Tuesday, February 23, 2010

Weary

This morning I was weary. I have been trying to get up earlier to work out. So I set my alarm for 5:30 am to work out BEFORE the kids woke up. How foolish of me since the kids have been consistently waking up at 5:30 am for weeks now. But I somehow thought that if I set the alarm, they would sleep in and I would get a few minutes of "me" time to exercise. So when I heard them up at 5:30, I decided to stay in bed, because I knew exercise would not happen. Brian happened to still be home since he was packing for his work trip. I told him that I did not want to get out of bed to face "them". "They" outnumbered me and I just could not do it. My sweetheart of a husband climbed in to bed with me and said "I will miss you". Implying, he understood because he was going to miss me, but not the kids. Not a true statement, because he always misses the kids, but I appreciated his empathy for me rather than his judgment.

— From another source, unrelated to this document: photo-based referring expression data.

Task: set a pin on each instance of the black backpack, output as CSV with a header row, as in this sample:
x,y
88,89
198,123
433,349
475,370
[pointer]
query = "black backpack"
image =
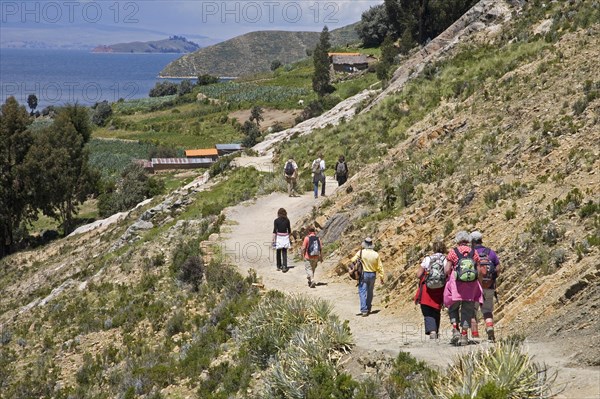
x,y
341,169
289,168
314,246
487,281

In the past he has had moments of judgment, we both have. He says, oh it must be hard staying at home and not working. And I have serious jealousy of his work trips where he gets to eat out, not clean, and sleep in a hotel room uninterrupted by "Wipe my butt, I peed, change my pjs, I had a bad dream, Shane snuck candy...". But this morning, he actually seemed to feel sorry for me, and I really needed that. And he whispered the most wonderful thing, "I made coffee." I love that man.

And the rest of the day was good from that moment on. I was incredibly productive, I worked out twice, and I had Tina to help with dinner and putting the kids to bed (so I could work out).